Today’s adoption will mark, since the passage of Dodd-Frank, the completion of 28 rules related to the security-based swaps markets.[1]

This leaves the Commission with two rulemakings related to Dodd-Frank authorities regarding security-based swaps.[2]

One relates to Exchange Act 10B, where Congress gave us authority to require reporting of large security-based swap positions. In 2021, we proposed a rule under Section 10B at the same time as we first proposed today’s rules for adoption.[3] Our work on that rule for possible adoption continues.

The other relates to swap execution facilities (security-based SEFs). In 2022, we proposed rules with regard to security-based SEFs.[4] Work continues on those potential rules as well. If adopted, they would increase the transparency and integrity of these markets.

Given these markets’ size, scale, and importance, it is critical that the Commission protect investors and market integrity through helping prevent fraud, manipulation, and deception relating to security-based swaps.
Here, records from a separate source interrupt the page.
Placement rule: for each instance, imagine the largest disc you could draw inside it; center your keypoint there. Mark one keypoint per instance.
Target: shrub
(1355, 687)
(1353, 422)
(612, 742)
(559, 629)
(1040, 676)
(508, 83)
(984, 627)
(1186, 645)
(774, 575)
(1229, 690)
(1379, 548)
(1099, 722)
Today’s set of rules will do just that.

I’d like to thank the members of the SEC staff who worked on these final rules, including:

  • Haoxiang Zhu, Andrea Orr, David Saltiel, Carol McGee, John Guidroz, Rajal Patel, Pam Carmody, and Will Miller in the Division of Trading and Markets.
  • Jessica Wachter, Oliver Richard, Juan Echeverri, Y.C. Loon, Charles Woodworth, and Robert Girouard in the Division of Economic and Risk Analysis;
  • Meridith Mitchell, Malou Huth, Robert Teply, Donna Chambers, Sean Bennett, Rachel McKenzie, Laura Jarsulic, and Stephen Ng in the Office of the General Counsel;
  • Joshua Brodsky, Armita Cohen, Gregory Smolar, and Stephanie Reinhart in the Division of Enforcement;
  • Adam Turk and Andrew Schoeffler in the Division of Corporation Finance; and
  • Vivi Mazarakis, Carrie O’Brien, and Bradley Abel in the Division of Examinations.

ENDNOTES

[1] See Securities and Exchange Commission, “Implementing the Dodd-Frank Wall Street Reform and Consumer Protection Act” (April 11, 2023), available at https://www.sec.gov/securities-topics/dodd-frank-act. This number relates only to rules under Dodd-Frank. It includes today’s two rules for adoption (one of which is mandatory) as well as the 26 previously adopted mandatory rulemakings included at the link.

[3] See Securities and Exchange Commission, “SEC Proposes Rules to Prevent Fraud in Connection With Security-Based Swaps Transactions, to Prevent Undue Influence over CCOs and to Require Reporting of Large Security-Based Swap Positions” (Dec. 15, 2021), available at https://www.sec.gov/news/press-release/2021-259.

[4] See Securities and Exchange Commission, “SEC Proposes Rules for the Registration and Regulation of Security-Based Swap Execution Facilities” (April 6, 2022), available at https://www.sec.gov/news/press-release/2022-59.

This statement was issued on June 7, 2023, by Gary Gensler, chair of the U.S. Securities and Exchange Commission.